Under cross-examination, Edwards admitted that Mallette sometimes told sexual jokes. work and that Mallette wasn't the only husband who had a problem with him.

If convicted, Lofton faces 20 years to life in prison.

Baldwin County Assistant District Attorney Patrick Doggett told jurors in his opening statement that they will hear testimony that Lofton's wife, who worked at the restaurant, told her husband about the alleged rape and that she even used a second cellphone, to produce a phone incriminating text message purporting to be from Mallette.

Doggett said Lofton had called the Daphne police non-emergency hotline the day before to report the rape, but the woman was vague about the details of the allegations — even after the shooting — and was uncooperative.

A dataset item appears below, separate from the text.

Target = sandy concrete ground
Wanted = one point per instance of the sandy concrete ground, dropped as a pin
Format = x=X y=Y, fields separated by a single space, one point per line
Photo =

In the call to police, Doggett said, the defendant said he might have to take care of it if they couldn't. The prosecutor said other evidence, including surveillance video, would point Lofton to the crime scene.

Defense attorney Trey Koons told jurors in his opening statement that the case was not as “black and white” as prosecutors made it out to be. He blamed his client's wife.

“I think we have two good guys,” he said. “I think we have a bad woman. … She fabricated the most vile and horrific text messages and showed them to Travis.”

Koons told jurors that the text messages, which Lofton believed were real, threatened to kill his wife if she went to the police. He urged jurors to listen carefully to phone calls he made to police the day before the shooting.

“You’ll hear the emotion in his voice,” he said. “You decided whether this was real or not. …It's not black and white. This is gray. This is not vigilantism. That’s one angry husband.”

Doggett noted that Mallette's two young children now no longer have a father. He focused on the victim's final moments as he responded to an armed stranger's demand to identify himself.

“Those were Jason Mallette’s last words,” he said. “I can't pretend to know what was going through his mind, but he had no idea why he was shot.”

The trial, which continues Wednesday, is expected to last four to five days.